Knowledge-intensive organizations now face that exact choice. You can let AI handle most delivery. But you need to retain enough people doing real work on real projects. On-the-job training, not classroom courses, not simulations, but sustained practice under real delivery pressure. These people and the skills they develop aren’t “redundancy.” They’re your capability reserve.
This is a risk management decision, not a charity decision.
A company’s Plan B is also a nation’s bottom line
From a company’s perspective, capacity preservation is Plan B. AI isn’t infallible. Models get updated and interrupted, networks go down, policies change. An organization that outsources all cognitive labor to AI without retaining sufficient internal human capability is as fragile as a manufacturer that depends on a single supplier for every component. Maintaining a capability reserve isn’t a waste of resources. It’s an insurance policy.
But if this choice is left entirely to individual companies, the result will mirror the collective action problem described above: some companies will always choose not to retain, not to develop, not to invest, and then scramble to poach talent from the market when things go wrong. When everyone thinks this way, there’s no one left to poach.
So ultimately, this is a national-level problem.
Just as the defense sector can’t hand all manufacturing capacity to peacetime’s most efficient bidder, the knowledge economy can’t hand all cognitive capacity to the AI era’s most efficient solution. By the time you realize the capacity isn’t in your hands, it’s already too late. The ability to develop talent isn’t just a corporate pipeline. It’s an economy’s industrial base.

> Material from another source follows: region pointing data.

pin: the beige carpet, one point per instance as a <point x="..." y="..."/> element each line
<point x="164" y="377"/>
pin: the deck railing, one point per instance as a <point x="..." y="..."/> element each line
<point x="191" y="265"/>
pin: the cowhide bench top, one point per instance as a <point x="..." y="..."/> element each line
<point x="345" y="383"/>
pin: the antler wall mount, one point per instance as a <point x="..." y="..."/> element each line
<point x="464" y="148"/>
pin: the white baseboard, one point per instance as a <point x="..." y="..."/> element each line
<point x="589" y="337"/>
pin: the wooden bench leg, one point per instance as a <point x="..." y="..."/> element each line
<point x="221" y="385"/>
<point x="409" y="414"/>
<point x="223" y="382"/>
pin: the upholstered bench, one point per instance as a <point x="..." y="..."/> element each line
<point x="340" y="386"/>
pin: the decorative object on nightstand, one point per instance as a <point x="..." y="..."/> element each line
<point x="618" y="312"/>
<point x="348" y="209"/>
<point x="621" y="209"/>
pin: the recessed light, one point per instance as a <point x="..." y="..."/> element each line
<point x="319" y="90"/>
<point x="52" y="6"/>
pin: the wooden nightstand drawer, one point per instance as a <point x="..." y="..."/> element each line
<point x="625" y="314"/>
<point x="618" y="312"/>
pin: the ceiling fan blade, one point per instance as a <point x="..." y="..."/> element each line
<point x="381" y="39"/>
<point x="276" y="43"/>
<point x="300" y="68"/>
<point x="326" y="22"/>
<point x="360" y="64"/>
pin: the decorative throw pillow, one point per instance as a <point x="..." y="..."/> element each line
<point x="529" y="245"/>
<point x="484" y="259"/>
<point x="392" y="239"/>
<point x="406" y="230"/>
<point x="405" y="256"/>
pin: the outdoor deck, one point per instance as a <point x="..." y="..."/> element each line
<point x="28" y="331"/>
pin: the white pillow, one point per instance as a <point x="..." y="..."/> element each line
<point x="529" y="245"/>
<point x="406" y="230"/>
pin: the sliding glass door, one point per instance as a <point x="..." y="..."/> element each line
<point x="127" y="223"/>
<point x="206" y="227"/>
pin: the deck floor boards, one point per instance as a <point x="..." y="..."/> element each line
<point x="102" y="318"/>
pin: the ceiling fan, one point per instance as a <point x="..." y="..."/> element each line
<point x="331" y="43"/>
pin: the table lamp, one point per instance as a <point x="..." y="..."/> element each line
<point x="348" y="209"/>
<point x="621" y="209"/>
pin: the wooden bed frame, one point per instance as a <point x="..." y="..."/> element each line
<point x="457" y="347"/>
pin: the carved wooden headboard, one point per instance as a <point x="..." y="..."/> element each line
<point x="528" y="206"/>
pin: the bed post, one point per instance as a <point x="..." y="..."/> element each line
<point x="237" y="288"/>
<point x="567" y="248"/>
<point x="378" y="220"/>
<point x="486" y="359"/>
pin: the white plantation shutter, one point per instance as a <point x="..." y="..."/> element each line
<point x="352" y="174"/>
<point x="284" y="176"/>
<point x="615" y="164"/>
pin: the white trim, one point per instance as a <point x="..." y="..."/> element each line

The specific policy tools can be designed over time. Perhaps some form of mandatory training retention ratios. Perhaps changes to how on-the-job training is treated for tax purposes. Perhaps industry-level requirements modeled on aviation’s mandatory manual flying hours, a minimum threshold for human-performed work. These need deeper discussion.
But the direction should be clear: not building a separate training system outside of work, but preserving the space for human participation in real work, within work itself.
The moment an organization stops treating real work as a development mechanism by design, it begins, behind the appearance of rising efficiency, to overdraw on its future supply of judgment.
An organization unwilling to develop people may look more efficient in the short term. A society unable to sustain the development of people will inevitably pay a far greater price.